Но затем в ее голосе появляется высокомерие, надменность, которые ему вовсе не нравятся. Он не заслуживает и не потерпит разговора с ним в таком тоне. «Боюсь, ты недопонимаешь, что значит особый ребенок и как сильно это меняет твою жизнь». Она что, считает его дураком? Будто он не знает, как малолетний немой идиот способен испоганить ей жизнь! «Ли, боюсь, наше время прошло». Можно подумать, ее пороги обивают двадцать молодцов и у каждого по сотне миллионов баксов. Можно подумать, у них вообще было время. Их время никак не могло пройти, поскольку она не давала ему шанса уложить ее в постель и показать, чего она все это время лишалась по собственной глупости. «Для меня сейчас лучший вариант – тот, который больше всего подходит Вуди. И это явно не Коста-Рика». Неужто она не понимает, что сейчас швыряется в него дерьмом? Эту вонь он ощущает даже по телефону. Смысл этой заковыристой фразы совсем другой: тупоголовый мальчишка, не способный даже говорить, интересует ее больше, нежели Ли Шекет, а застойная жизнь в дыре вроде Пайнхейвена для нее предпочтительнее белых пляжей голубого Карибского моря и насыщенной жизни, если все это связано с Ли Шекетом.

Чем больше он злится на Меган, тем голоднее становится. Он еще никогда не испытывал столь острого, нечеловеческого голода. Пять часов назад, проезжая через Бишоп, он остановился, чтобы поесть в заведении, которое какой-то безмозглый идиот оценил на три звезды. Тамошние повара даже не смогли приготовить ему гамбургер по его вкусу. Ли дважды отказывался есть их стряпню, пытаясь заставить их понять, что он имеет в виду, говоря об «особом» гамбургере. Третий гамбургер тоже оказался никудышным. На этот раз возражения Ли выслушивала уже не официантка, а управляющий.

– Сэр, как мне думается, в качестве начинки гамбургера вы хотите стейк тартар. К сожалению, в нашем ресторане такие стейки не готовят. Мелко нарезанная полусырая говядина вредна для здоровья, и потому таких блюд у нас нет.

Шекету хочется схватить нож и вилку, располосовать этого паршивца и показать, какое мясо он называет «особым». Но вместо этого он заказывает еще два гамбургера, которые ничем не лучше прежних. Он съедает все три, но только булочку, не притрагиваясь к жареной картошке. Поев, он платит точно по счету, без чаевых.

По пути к выходу все та же официантка улыбается ему и желает удачного дня. Ли она напоминает его неуравновешенную мать, которая отказывалась принимать прописанные врачом таблетки, которая могла ударить его и рассечь губу или оттаскать за волосы так, что он начинал вопить от боли. А потом еще и уверяла, будто любит его больше жизни. В этот момент официантка становится воплощением его матери, и Шекет решает поквитаться с нею за прошлое.

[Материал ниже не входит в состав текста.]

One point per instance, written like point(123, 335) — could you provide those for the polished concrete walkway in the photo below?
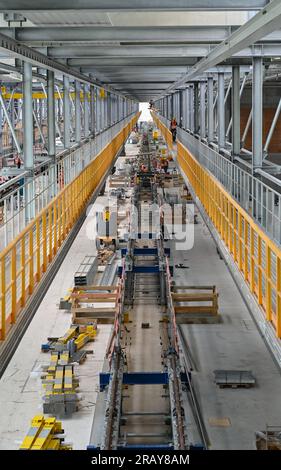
point(231, 416)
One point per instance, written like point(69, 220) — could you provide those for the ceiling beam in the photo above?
point(131, 5)
point(262, 24)
point(131, 61)
point(97, 33)
point(25, 53)
point(82, 54)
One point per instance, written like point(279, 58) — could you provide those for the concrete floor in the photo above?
point(233, 344)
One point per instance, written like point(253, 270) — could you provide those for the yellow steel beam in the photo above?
point(67, 207)
point(239, 232)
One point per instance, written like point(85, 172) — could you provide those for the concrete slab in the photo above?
point(233, 344)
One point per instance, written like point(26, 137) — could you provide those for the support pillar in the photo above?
point(196, 107)
point(221, 112)
point(202, 110)
point(235, 107)
point(66, 112)
point(86, 111)
point(92, 110)
point(28, 141)
point(51, 113)
point(191, 109)
point(257, 121)
point(210, 109)
point(77, 112)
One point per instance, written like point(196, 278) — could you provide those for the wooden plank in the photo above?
point(195, 309)
point(193, 297)
point(213, 288)
point(93, 310)
point(86, 321)
point(88, 288)
point(93, 295)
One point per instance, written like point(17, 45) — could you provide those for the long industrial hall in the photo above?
point(140, 231)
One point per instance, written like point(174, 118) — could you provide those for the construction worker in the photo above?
point(18, 162)
point(173, 128)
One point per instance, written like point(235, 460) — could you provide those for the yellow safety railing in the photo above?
point(164, 131)
point(27, 257)
point(256, 255)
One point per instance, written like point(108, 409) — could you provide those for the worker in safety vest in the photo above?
point(173, 128)
point(18, 161)
point(143, 168)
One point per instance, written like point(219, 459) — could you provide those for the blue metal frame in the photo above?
point(141, 378)
point(145, 251)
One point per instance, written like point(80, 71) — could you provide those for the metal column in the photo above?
point(181, 107)
point(51, 113)
point(92, 110)
point(210, 109)
point(221, 112)
point(77, 112)
point(196, 107)
point(235, 105)
point(187, 111)
point(27, 117)
point(203, 110)
point(191, 108)
point(86, 111)
point(257, 124)
point(66, 112)
point(28, 141)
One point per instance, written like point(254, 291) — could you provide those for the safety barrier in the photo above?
point(256, 255)
point(27, 257)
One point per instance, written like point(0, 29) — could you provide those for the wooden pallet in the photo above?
point(94, 303)
point(195, 304)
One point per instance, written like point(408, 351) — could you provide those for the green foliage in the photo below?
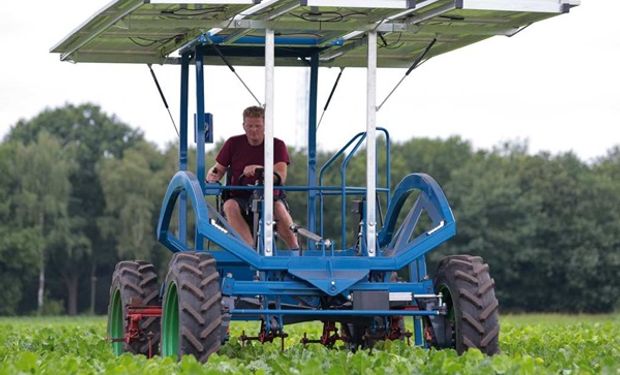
point(548, 225)
point(530, 345)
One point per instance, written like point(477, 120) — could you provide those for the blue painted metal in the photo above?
point(183, 143)
point(200, 136)
point(357, 139)
point(279, 40)
point(233, 287)
point(334, 313)
point(312, 181)
point(316, 272)
point(207, 128)
point(349, 267)
point(418, 331)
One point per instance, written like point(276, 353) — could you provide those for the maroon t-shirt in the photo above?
point(237, 153)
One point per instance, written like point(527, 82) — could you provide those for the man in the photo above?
point(243, 154)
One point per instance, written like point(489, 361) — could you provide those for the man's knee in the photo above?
point(231, 207)
point(280, 210)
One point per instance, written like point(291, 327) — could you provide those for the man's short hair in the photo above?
point(253, 112)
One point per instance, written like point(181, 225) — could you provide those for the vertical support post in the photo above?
point(312, 182)
point(418, 331)
point(200, 130)
point(269, 111)
point(371, 145)
point(183, 145)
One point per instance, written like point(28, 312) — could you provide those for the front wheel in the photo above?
point(192, 316)
point(133, 283)
point(472, 318)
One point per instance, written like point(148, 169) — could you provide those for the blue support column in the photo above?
point(200, 131)
point(418, 331)
point(183, 145)
point(312, 181)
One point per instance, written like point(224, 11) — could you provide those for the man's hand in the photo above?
point(250, 170)
point(215, 174)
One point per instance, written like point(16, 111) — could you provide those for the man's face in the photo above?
point(254, 129)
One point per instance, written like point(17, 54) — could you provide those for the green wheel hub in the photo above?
point(116, 324)
point(170, 326)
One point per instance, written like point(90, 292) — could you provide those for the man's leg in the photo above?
point(236, 220)
point(283, 223)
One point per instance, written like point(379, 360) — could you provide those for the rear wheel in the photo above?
point(192, 316)
point(472, 319)
point(133, 283)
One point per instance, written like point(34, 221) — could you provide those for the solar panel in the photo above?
point(142, 31)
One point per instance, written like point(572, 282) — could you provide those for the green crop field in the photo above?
point(530, 344)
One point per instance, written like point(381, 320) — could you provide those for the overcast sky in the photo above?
point(556, 84)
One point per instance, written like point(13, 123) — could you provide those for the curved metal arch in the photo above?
point(432, 192)
point(184, 181)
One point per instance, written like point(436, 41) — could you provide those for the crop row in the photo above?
point(530, 345)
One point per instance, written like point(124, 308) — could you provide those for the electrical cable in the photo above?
point(415, 64)
point(329, 98)
point(232, 69)
point(163, 98)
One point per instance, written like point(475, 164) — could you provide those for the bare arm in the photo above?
point(281, 168)
point(216, 172)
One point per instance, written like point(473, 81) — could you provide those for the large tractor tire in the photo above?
point(133, 283)
point(472, 319)
point(192, 308)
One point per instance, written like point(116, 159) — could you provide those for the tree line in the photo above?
point(82, 190)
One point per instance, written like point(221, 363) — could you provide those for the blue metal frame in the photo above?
point(312, 182)
point(316, 273)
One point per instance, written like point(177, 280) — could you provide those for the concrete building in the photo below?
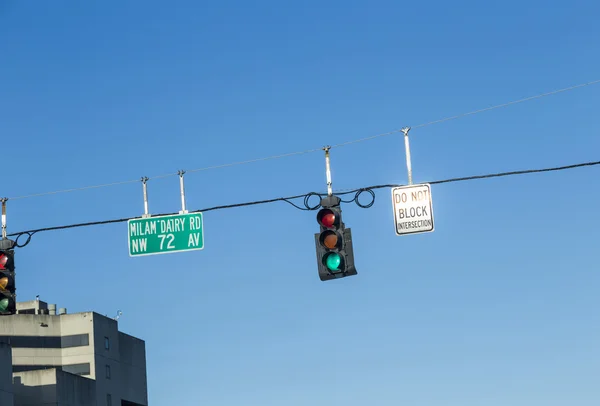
point(75, 359)
point(6, 390)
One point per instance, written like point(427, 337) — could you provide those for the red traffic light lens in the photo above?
point(327, 218)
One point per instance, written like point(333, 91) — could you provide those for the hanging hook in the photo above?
point(181, 187)
point(328, 170)
point(145, 189)
point(4, 200)
point(405, 130)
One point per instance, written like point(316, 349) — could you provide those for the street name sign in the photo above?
point(165, 234)
point(413, 209)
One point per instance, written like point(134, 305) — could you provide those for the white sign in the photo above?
point(413, 210)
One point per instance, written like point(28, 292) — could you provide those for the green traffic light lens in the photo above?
point(333, 261)
point(4, 305)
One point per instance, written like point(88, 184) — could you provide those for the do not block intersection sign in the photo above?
point(413, 209)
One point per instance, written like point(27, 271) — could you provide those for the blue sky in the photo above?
point(497, 307)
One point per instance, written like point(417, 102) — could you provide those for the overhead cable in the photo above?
point(307, 197)
point(285, 155)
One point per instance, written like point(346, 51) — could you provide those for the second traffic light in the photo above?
point(7, 283)
point(335, 254)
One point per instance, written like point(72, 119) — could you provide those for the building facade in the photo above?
point(79, 358)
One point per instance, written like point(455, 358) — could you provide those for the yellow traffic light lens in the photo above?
point(329, 239)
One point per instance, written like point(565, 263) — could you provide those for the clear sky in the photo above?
point(498, 306)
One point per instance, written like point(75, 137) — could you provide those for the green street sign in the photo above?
point(166, 234)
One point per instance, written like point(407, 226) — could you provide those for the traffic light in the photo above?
point(7, 283)
point(335, 255)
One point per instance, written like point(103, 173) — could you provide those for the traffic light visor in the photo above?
point(333, 262)
point(327, 218)
point(4, 304)
point(3, 283)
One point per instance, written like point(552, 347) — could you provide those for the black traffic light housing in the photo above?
point(8, 297)
point(335, 254)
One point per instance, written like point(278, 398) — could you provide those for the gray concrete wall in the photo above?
point(55, 326)
point(52, 387)
point(6, 389)
point(126, 357)
point(134, 386)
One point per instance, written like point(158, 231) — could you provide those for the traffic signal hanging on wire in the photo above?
point(335, 255)
point(7, 282)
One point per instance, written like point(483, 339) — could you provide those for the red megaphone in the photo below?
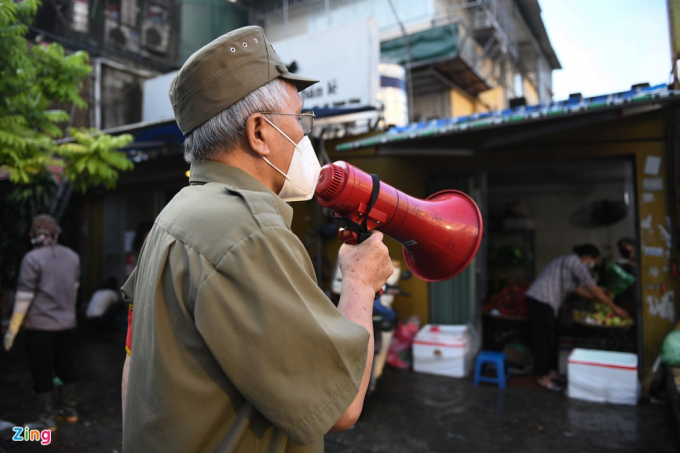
point(440, 234)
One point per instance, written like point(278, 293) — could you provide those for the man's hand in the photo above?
point(620, 312)
point(21, 304)
point(367, 263)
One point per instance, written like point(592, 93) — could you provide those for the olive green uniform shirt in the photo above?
point(235, 347)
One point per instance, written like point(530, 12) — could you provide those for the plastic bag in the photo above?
point(399, 355)
point(670, 351)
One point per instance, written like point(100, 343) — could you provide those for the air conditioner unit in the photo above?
point(120, 37)
point(155, 37)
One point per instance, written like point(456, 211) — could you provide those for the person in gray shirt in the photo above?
point(46, 306)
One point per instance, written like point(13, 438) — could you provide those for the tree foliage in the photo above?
point(33, 77)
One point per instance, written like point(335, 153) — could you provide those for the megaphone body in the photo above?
point(440, 234)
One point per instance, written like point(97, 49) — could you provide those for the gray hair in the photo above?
point(223, 131)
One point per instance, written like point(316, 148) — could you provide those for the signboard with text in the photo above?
point(344, 59)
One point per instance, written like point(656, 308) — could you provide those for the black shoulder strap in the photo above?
point(361, 229)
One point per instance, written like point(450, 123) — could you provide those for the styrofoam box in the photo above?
point(603, 376)
point(442, 349)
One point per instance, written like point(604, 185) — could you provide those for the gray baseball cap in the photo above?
point(223, 72)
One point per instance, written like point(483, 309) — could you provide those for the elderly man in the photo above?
point(233, 346)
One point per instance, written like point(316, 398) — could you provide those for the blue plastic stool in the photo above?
point(498, 361)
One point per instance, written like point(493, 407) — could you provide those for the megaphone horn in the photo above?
point(440, 234)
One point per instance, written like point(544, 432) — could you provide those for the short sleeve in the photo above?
point(278, 337)
point(581, 273)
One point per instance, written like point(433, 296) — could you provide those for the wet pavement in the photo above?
point(409, 412)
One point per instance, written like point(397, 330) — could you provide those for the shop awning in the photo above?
point(435, 60)
point(151, 134)
point(573, 112)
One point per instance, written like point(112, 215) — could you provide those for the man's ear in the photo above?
point(256, 134)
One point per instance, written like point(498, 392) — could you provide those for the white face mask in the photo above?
point(303, 171)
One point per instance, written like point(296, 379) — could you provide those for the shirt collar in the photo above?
point(205, 171)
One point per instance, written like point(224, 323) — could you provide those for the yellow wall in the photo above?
point(638, 136)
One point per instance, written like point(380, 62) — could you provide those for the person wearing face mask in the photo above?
point(562, 276)
point(45, 306)
point(232, 346)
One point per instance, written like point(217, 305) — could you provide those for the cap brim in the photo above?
point(300, 82)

– Вам когда-нибудь говорили, что вы похожи на актрису Райли Кио? – спрашивает он.

На вид официантке лет двадцать пять. Услышав вопрос, она застенчиво краснеет.

– Она великолепна. Но я не побегу к зеркалу. Боюсь разочароваться.

– Вот и умница, – отвечает он. – Потому что я вам соврал. У вас лицо – как морда крысы из сточной канавы. Любой парень, решившийся вас трахнуть, потом захочет покончить жизнь самоубийством. – Милая улыбка на лице официантки превращается в гримасу неподдельной злости. – Удачного дня, – говорит ей Ли и уходит.

Он давно знал, что жестокость является разновидностью силы, но только сейчас добавил это оружие в свой арсенал.

Ли опять зверски хочется есть. В мотеле, где он остановился, есть закусочная, но идти туда нет желания. Опять подадут какую-нибудь дрянь. И потом, он слишком зол на Меган, эту разборчивую суку. Думает, что она слишком хороша для него. Если в таком злобном настроении он явится в закусочную, его злость выплеснется на официантку или на кого-то еще, еда покажется зловонной и разразится скандал. Хотя его водительское удостоверение и выдано на имя Натана Палмера, нельзя забывать, что он никакой не Палмер, а Ли Шекет – бывший генеральный директор корпорации «Рефайн», находящийся в бегах после известных событий в Спрингвилле. Да, внешность он сменил, но лучше не делать ошибок и не привлекать к себе внимания.

Он поест, когда приедет к Меган. Она приготовит еду так, как ему хочется. Она все сделает так, как ему хочется. Теперь он понимает, какую ошибку совершил тринадцать лет назад. Он был слишком любезен с ней, слишком предупредителен по части ее чувств. Любезность и предупредительность заведут тебя в никуда, когда имеешь дело с такой ледяной сукой-королевой, как Меган Букмен Грассли. Он даст ей все, чего она хочет и заслуживает, но она не знает, чего хочет. И когда она будет умолять, прося еще, он бросит ее, оставив в дерьмовом Пайнхейвене, и отправится в Коста-Рику.

До Меган ехать миль девяносто. Он доберется туда еще засветло. Они встретятся как старые друзья, поговорят о прошлом. А потом он сделает с ней то, что не решался сделать тринадцать лет назад. «Ли, боюсь, наше время прошло». Она узнает, что не прошло. Он повернет время вспять, и оно вновь станет их временем. «Боюсь, ты недопонимаешь, что значит особый ребенок и как сильно это меняет твою жизнь». Он покажет этой суке, чего она на самом деле должна бояться. Он также покажет ей, что ее изменившаяся жизнь может измениться снова, и к лучшему, достаточно лишь перерезать горло ее маленькому немому придурку.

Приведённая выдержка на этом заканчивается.